ERDOĞAN: “BU İŞİN İÇİNDE OLAN TERÖRİSTLER VAR”

Cumhurbaşkanı Erdoğan protestoyla ilgili bir açıklama yaptı ve şunları söyledi: “Arkadaşlar ben öğrencilerle neden görüşeyim? Öğrenciler bu işin içinde değil. Bu işin içinde olan teröristler var. Ne yazık ki öğrencilikle alakası olmayan CHP'nin İstanbul İl Başkanı orada. Kendisi bir DHKP-C militanıdır.” MHP lideri Devlet Bahçeli de yaptığı yazılı açıklamada "Boğaziçi Üniversitesi’ne yasal yollardan rektör atanmış ve konu kapanmıştır." dedi.

11 Ocak 2021’de öğrenciler helva kavurup yoga yaparak Rektör Bulu’yu protesto etmeye devam ettiler ve Güney Kampüs’te bir çadır kuruldu. 16 Ocak’ta Boğaziçili müzisyenler Metallica’nın 1984 yılında yayınladığı "For Whom the Bell Tolls" isimli şarkıyı Melih Bulu’ya uyarlayarak istifa çağrısı yaptılar. Metallica’nın seçilmesinin nedeni Bulu’nun Metallica’nın en sevdiği gruplardan biri olduğunu söylemesiydi.

28 Ocak 2021’de rektörlük binası önünde öğrencilerin kurduğu çadıra özel güvenlikler müdahale etmeye çalıştı. Saldırının ardından öğrenciler çadırı tekrar kurdular.

BİR SERGİDEN TUTUKLAMA ÇIKTI

Bir yıllık mücadele içinde önemli bir ‘sergi’ tartışması yaşandı. Öğrenciler 30 Ocak 2021’de bir resim sergisi organize ettiler.

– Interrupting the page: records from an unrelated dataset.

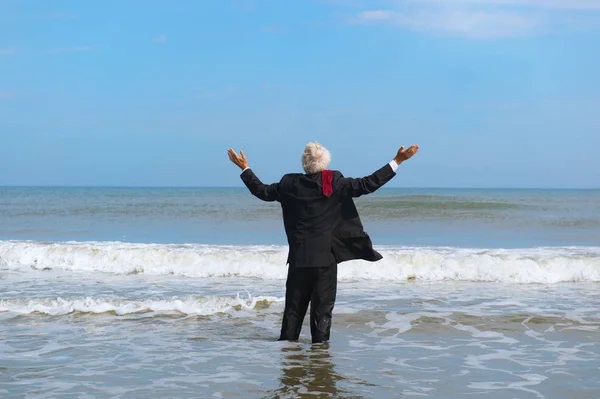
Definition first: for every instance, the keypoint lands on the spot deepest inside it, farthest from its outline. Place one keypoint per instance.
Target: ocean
(179, 292)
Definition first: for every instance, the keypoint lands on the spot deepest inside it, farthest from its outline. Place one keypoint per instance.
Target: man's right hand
(239, 160)
(404, 154)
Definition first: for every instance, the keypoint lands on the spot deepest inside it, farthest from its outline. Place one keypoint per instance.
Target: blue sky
(497, 93)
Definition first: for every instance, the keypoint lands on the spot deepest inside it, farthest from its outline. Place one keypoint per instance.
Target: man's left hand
(239, 160)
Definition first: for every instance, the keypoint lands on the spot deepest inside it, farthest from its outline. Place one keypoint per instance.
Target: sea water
(178, 293)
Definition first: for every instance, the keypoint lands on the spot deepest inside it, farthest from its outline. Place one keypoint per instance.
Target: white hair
(315, 158)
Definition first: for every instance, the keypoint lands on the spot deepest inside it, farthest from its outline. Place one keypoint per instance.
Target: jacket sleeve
(351, 187)
(266, 192)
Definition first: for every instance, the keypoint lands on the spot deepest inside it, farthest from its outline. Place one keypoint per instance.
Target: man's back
(321, 230)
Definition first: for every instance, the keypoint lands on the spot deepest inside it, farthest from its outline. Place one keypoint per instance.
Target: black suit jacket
(321, 231)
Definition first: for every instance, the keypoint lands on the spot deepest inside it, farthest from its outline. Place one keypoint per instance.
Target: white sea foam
(204, 306)
(533, 265)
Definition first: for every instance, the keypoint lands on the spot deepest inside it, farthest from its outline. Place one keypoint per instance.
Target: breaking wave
(531, 265)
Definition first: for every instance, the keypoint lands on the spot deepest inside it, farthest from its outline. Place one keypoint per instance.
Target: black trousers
(317, 285)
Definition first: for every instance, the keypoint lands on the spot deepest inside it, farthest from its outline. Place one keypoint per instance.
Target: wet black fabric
(321, 230)
(317, 285)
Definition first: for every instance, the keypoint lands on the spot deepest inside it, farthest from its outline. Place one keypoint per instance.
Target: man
(323, 229)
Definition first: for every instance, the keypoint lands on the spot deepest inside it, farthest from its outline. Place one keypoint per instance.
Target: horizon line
(382, 188)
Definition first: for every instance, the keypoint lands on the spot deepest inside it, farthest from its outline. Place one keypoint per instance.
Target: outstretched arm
(369, 184)
(257, 188)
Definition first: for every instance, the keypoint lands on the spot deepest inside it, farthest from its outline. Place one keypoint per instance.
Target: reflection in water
(309, 373)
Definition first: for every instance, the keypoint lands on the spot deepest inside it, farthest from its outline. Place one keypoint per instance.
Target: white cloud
(472, 24)
(481, 18)
(69, 50)
(377, 15)
(557, 4)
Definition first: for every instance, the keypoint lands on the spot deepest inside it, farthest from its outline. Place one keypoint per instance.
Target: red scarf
(327, 179)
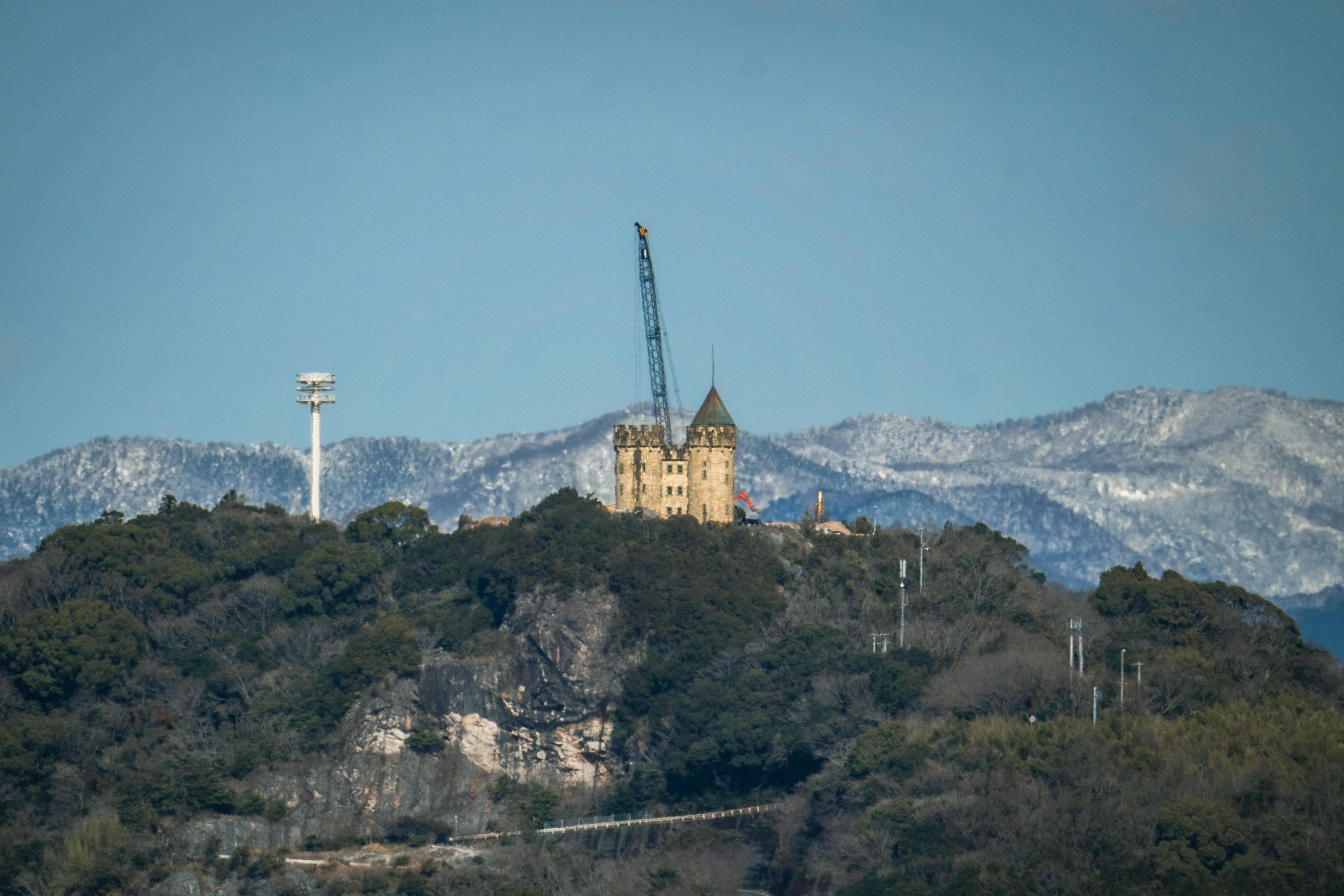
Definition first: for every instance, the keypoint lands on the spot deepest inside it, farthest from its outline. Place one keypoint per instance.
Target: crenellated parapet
(643, 436)
(712, 437)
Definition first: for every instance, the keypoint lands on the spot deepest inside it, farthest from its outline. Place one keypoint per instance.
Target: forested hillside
(189, 665)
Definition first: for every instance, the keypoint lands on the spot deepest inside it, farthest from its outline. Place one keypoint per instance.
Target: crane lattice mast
(654, 336)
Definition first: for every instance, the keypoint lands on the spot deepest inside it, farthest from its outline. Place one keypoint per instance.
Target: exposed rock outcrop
(537, 710)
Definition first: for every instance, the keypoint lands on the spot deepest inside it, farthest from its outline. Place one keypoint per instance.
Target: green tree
(390, 526)
(328, 578)
(885, 750)
(1195, 833)
(85, 644)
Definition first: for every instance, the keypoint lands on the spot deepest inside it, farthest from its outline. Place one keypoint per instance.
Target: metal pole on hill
(902, 604)
(923, 548)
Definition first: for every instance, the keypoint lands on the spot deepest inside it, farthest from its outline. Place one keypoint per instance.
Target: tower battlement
(643, 436)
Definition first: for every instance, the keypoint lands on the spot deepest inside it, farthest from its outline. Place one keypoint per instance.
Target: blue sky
(961, 210)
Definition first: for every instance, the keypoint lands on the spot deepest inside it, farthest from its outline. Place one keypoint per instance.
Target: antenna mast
(654, 338)
(315, 390)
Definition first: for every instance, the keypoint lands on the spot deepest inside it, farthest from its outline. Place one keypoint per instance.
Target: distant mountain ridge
(1236, 484)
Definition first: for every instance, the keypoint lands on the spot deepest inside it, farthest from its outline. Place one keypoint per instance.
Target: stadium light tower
(316, 390)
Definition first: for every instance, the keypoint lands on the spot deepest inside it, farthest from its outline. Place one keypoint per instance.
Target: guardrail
(625, 822)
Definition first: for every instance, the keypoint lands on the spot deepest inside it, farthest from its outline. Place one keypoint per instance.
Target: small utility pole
(923, 548)
(1123, 681)
(902, 604)
(315, 390)
(1076, 626)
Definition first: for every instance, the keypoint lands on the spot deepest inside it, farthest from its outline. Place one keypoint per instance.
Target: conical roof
(713, 412)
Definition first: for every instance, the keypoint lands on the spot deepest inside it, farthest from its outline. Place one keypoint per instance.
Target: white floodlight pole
(316, 390)
(902, 604)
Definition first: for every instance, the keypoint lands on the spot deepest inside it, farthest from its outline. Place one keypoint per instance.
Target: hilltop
(1234, 484)
(241, 681)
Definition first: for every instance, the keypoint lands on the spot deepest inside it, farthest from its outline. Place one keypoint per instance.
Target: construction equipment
(742, 496)
(654, 336)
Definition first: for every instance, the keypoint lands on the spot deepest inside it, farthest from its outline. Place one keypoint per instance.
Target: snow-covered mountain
(1234, 484)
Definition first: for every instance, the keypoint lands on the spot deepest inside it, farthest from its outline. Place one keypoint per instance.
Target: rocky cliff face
(537, 711)
(1233, 484)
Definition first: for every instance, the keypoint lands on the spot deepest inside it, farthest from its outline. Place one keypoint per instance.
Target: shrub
(885, 750)
(328, 578)
(425, 739)
(85, 644)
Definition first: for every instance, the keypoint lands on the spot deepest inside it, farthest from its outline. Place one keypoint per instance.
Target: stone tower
(668, 480)
(712, 444)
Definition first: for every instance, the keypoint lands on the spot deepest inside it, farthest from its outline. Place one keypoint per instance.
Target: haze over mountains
(1233, 484)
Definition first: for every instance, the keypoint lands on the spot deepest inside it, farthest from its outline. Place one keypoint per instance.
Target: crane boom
(654, 336)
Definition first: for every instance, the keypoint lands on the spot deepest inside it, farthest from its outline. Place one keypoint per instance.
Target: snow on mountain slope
(1236, 484)
(1233, 484)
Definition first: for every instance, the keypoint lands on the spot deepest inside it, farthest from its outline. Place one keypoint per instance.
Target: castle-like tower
(668, 480)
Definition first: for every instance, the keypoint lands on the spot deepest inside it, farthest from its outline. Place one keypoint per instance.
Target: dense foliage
(152, 668)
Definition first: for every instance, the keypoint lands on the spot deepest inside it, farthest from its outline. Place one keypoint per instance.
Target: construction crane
(654, 336)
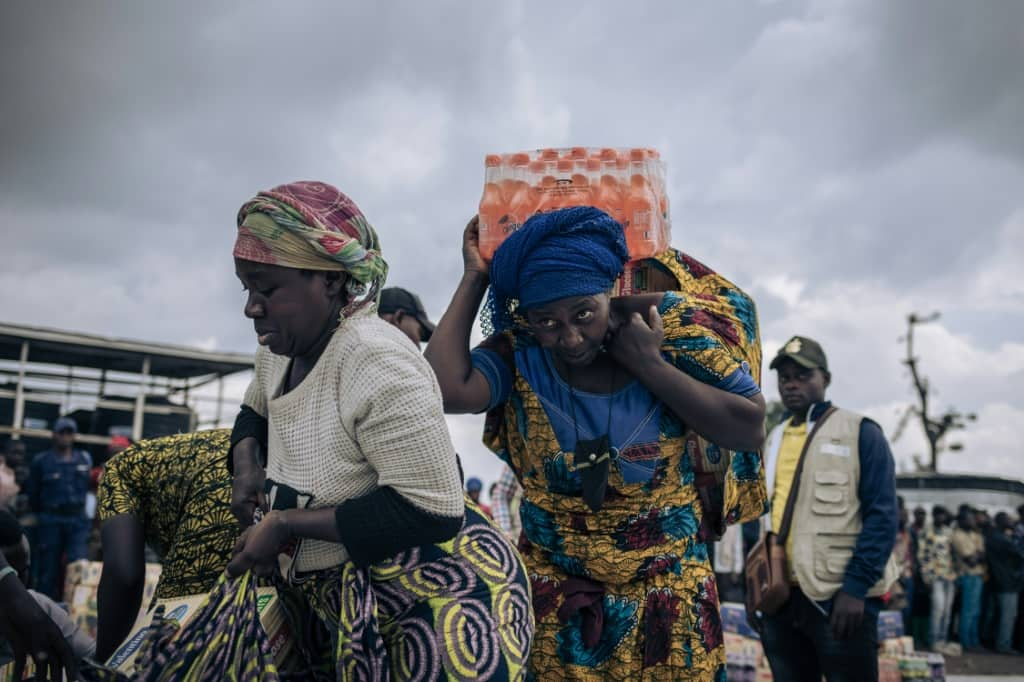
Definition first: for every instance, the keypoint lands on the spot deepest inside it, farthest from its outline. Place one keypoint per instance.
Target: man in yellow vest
(842, 531)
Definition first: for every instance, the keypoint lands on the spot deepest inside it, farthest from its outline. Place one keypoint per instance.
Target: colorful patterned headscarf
(313, 226)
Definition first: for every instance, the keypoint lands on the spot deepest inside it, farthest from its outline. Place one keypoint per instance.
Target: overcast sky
(845, 162)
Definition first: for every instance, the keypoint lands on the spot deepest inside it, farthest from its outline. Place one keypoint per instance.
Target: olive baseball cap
(396, 298)
(803, 351)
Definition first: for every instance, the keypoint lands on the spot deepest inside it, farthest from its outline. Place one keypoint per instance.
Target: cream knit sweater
(368, 415)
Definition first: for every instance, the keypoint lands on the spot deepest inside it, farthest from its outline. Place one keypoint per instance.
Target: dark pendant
(592, 459)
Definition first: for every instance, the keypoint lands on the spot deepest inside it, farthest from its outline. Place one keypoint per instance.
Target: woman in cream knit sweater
(360, 485)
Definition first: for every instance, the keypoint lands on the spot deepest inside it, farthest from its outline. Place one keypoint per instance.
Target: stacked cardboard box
(897, 659)
(82, 585)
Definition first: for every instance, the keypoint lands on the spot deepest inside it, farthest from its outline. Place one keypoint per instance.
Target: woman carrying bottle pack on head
(598, 405)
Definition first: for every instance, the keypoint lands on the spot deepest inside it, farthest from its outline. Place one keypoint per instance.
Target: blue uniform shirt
(58, 485)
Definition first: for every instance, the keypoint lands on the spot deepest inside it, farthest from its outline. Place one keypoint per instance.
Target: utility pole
(935, 428)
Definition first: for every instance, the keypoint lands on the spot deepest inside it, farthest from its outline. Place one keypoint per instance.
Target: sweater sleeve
(877, 491)
(255, 395)
(382, 523)
(248, 423)
(400, 429)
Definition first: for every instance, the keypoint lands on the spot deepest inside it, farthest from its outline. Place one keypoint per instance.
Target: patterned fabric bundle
(223, 641)
(576, 251)
(312, 226)
(456, 610)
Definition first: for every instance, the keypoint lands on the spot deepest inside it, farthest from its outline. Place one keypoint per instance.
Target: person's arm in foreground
(726, 419)
(464, 388)
(121, 584)
(31, 632)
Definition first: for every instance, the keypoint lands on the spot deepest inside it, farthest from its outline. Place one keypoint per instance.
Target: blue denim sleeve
(740, 382)
(877, 491)
(493, 367)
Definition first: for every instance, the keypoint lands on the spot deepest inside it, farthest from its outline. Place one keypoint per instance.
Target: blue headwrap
(577, 251)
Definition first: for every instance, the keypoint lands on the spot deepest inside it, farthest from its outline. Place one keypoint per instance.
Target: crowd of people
(963, 573)
(637, 475)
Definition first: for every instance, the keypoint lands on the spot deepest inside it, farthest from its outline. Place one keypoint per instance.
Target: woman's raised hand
(471, 258)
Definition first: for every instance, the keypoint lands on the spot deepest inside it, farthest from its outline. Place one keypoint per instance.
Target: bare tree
(935, 427)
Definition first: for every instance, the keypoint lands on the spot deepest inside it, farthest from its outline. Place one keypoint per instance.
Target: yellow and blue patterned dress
(638, 569)
(179, 488)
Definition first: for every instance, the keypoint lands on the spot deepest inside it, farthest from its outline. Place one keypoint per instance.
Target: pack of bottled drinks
(627, 183)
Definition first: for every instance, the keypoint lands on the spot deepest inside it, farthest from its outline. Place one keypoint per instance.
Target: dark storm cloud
(842, 160)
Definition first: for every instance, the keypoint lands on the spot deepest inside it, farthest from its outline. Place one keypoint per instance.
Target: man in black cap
(404, 309)
(58, 483)
(843, 520)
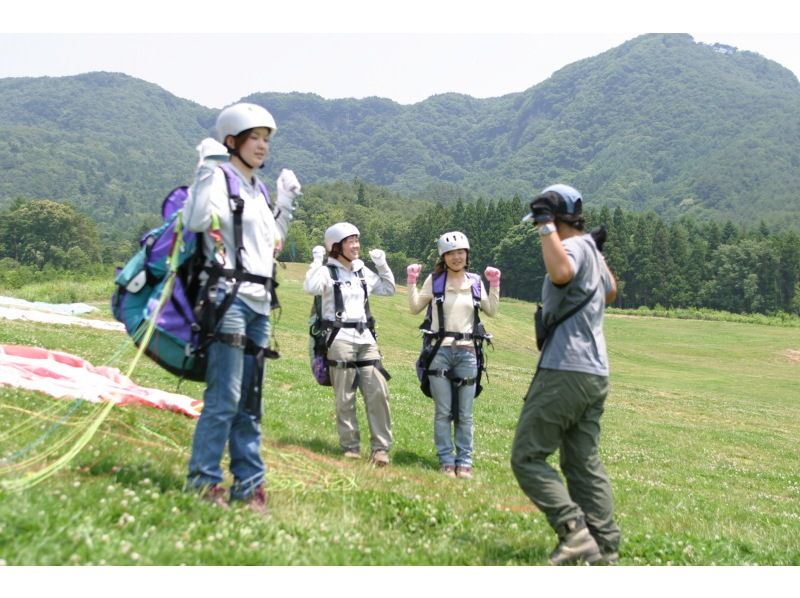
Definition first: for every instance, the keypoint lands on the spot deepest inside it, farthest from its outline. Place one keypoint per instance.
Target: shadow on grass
(134, 473)
(411, 458)
(329, 449)
(316, 444)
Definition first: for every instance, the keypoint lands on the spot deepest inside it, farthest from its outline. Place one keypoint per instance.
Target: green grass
(699, 439)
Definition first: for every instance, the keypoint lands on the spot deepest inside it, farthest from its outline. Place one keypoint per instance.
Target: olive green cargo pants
(374, 389)
(562, 412)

Bu sergide yer alan bir resim yüzünden iki Boğaziçi Üniversitesi tutuklanacaktı… Sebep ise resimde Mescid-i Haram’ın arka plan olarak kullanılması, Kabe’nin üzerine Şahmeran tasvirinin yerleştirilmesi ve resmin etrafına LGBTİ bayrakları konulmasıydı.

İstanbul Başsavcılığı vakit kaybetmeden harekete geçti ve ‘halkın bir kesiminin benimsediği dini değerleri alenen aşağılama’ suçundan soruşturma açıldı. İçişleri Bakanı Süleyman Soylu, Twitter’dan yaptığı açıklamada LGBTİ’ler hakkında ‘sapkın’ ifadesini kullandı.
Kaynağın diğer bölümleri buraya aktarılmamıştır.